Shaky cam, ahoy!

Seriously, I saw this movie a few years ago. It was called The Blair Witch Project.
Cloverfield tells the story of a group of friends who are living it up in Manhattan, celebrating one friend’s new job in Tokyo when something goes horribly wrong in the city. Things start blowing up and buildings come crashing down, and the group of friends rushes into the street to see a glimpse of a large monster doing its best Godzilla impersonation. From there, the rag tag group has to survive crazy obstacles to survive, including their own stupidity.
What amazes me about Cloverfield is how thoroughly unappetizing fare it is. What should have been buttery, popcorn fun is just plain gross.
Any movie like this, you should actively care about the survival of the main characters. The idea of the introduction to our scrappy bunch of survivors is by showing them at a party, where it’s painfully evident that they’re shallow, self-absorbed types who have some randomly interspliced love problems to keep things predictably interesting, in a way. So, right from the get go, you think to yourself, “Right…I should care…why?”
That’s a problem. Oh, and they have crap taste in music, which certainly doesn’t help matters any.
And when the big bad monster starts destroying New York skyscraper by skyscraper, the conversation descends into less of “Dude! Bro! MAN!” and more into, “AIIIIIEEEEEEEEEE, OHMIGOD OHMIGOD OHMIGOD” for thirty minutes straight.
Me: “AIEEEEEEEEE. When are you all going to die? Hurry up. I’ve got another terrible movie waiting to be watched.”
Then the little monsters that spawn from the big monster come out, and the characters make the most infinitely stupid decision imaginable – head into the subway tunnels. They get picked off, one by one, in a grueling testament to my patience and ability to grind my teeth into a fine powder. By the time one dies via stomach explosion, it’s easily apparent that everyone is going to die.
Oh, wait. There’s still another 45 minutes left to the movie. Filler time.
So the characters are left zig-zagging around Manhattan, trying to rescue a friend and board a helicopter, and you get a subtle, Jason-esque “Gotcha!” moment, where the remaining survivors believe they’re free and then are pretty much bitchslapped by the monster into Central Park.
At the end of the film, you’re left with two characters professing their love before Central Park and the rest of Manhattan is carpetbombed to destroy the monster. Fun!
I was actively cheering for the monster to win by the end (“Go, big grey thing, GO!”). That’s how shallow and single-layered these characters are; the dumb guy is dumb, the best friends truly ARE in love, and the nasty, bitchy outsider is … nasty and bitchy.
Not a moment of it is really, truly terrifying. If you could get a good visual lock on what’s going on, that would certainly help. Most of the movie is set at night from the perspective of a handheld camcorder, so it’s not exactly easy to make out what’s going on. Further, this whole “civilian footage” thing would be infinitely more appealing to me had we not already seen this for The Blair Witch Project.

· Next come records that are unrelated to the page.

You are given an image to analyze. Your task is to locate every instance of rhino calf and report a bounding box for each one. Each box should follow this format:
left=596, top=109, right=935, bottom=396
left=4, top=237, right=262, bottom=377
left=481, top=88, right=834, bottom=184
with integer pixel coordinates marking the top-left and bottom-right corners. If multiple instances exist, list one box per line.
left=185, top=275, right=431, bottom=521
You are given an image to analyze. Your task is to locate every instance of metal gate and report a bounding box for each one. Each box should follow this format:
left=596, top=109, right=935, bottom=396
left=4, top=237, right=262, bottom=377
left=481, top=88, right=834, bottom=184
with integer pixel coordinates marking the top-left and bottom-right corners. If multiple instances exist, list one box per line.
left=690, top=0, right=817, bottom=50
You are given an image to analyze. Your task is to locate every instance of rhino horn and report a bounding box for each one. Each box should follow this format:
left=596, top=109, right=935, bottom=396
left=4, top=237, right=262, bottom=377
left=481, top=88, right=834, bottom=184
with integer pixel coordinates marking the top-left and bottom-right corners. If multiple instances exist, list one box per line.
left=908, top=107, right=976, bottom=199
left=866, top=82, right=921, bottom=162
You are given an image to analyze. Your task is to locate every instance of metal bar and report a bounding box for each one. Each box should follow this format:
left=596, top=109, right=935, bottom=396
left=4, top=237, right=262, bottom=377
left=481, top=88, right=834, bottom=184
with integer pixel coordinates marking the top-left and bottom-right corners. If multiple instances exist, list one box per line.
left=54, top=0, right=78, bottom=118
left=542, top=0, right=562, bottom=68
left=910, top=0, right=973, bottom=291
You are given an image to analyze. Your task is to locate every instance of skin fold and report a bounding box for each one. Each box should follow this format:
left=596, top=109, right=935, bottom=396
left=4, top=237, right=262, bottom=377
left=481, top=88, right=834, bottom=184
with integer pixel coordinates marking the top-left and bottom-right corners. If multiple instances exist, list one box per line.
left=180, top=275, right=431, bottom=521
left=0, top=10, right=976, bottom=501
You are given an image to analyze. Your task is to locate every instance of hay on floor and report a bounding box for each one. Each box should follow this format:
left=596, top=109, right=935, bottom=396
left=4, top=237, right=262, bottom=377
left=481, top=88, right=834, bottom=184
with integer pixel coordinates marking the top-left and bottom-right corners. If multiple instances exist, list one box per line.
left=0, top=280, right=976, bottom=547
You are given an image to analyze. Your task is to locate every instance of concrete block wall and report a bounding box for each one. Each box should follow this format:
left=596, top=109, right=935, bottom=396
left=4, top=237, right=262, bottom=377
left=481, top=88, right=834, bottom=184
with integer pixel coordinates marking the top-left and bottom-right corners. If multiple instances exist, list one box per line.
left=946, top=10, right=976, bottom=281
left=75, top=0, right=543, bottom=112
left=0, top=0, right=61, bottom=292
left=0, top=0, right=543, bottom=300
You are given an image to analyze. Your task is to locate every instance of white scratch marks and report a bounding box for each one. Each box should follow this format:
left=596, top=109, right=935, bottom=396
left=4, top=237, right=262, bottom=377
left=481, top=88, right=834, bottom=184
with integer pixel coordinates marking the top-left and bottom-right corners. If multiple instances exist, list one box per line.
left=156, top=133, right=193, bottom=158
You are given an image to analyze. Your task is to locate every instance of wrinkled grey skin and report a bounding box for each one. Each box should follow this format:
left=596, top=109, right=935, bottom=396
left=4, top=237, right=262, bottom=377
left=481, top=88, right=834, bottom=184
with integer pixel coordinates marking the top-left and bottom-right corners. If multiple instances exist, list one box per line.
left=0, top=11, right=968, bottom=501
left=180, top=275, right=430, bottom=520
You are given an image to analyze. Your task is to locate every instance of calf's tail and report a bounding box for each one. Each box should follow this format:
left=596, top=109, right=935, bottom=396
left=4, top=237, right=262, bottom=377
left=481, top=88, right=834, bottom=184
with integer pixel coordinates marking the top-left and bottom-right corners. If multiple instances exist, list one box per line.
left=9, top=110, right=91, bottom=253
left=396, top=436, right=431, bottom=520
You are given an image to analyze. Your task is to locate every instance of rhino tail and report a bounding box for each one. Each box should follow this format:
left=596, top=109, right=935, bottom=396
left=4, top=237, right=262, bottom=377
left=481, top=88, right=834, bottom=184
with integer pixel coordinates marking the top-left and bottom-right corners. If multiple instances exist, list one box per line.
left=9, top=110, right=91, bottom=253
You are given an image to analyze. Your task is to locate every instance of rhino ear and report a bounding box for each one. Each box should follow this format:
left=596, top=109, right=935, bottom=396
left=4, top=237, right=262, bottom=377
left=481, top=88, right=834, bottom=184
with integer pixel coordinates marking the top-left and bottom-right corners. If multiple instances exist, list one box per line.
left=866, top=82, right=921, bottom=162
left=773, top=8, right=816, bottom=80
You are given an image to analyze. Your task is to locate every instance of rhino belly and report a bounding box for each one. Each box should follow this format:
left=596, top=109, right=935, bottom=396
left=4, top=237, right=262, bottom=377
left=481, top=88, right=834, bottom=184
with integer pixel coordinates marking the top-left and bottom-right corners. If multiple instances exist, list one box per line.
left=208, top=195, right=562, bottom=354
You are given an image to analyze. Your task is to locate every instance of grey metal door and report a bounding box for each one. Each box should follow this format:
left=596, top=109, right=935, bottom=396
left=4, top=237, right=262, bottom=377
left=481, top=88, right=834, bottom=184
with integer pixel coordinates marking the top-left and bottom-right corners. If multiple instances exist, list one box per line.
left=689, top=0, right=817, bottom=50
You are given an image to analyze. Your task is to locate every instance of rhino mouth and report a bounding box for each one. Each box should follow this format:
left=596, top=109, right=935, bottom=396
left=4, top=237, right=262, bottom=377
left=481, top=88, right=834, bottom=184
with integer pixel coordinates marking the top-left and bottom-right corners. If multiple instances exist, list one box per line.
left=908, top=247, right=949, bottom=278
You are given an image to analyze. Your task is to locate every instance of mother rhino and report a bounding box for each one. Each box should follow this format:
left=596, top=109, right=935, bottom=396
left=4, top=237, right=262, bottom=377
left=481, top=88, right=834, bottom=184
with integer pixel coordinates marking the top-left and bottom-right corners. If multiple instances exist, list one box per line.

Now, I’m not a professional – I have no film degree, no (real) writing experience, no great depth or understanding of film criticism in general. I watch movies and I write about the impressions I get. After 1,400 plus movies, I think I can honestly say that if your story really blows, your movie is going to really blow. They do a lot of things right: minimal shots of the monster to heighten tension, using the whole shaky-cam shot by a Real!Person! effect to create confusion and chaos, and so on and so forth. But the general outline of the plot doesn’t feel good to me; it feels weak and like the monster should be the star attraction, but it’s really not.
The problem is that to make an effective movie like this, you have to have something to care about. We’ve all seen monster movies before; we’ve all seen New York Gets Destroyed movies before. Hell, we all saw big chunks of New York get destroyed in real life. The trick is that you have to make it feel fresh to feel scary. There’s nothing new or exciting about Cloverfield whatsoever, aside from some intelligent marketing.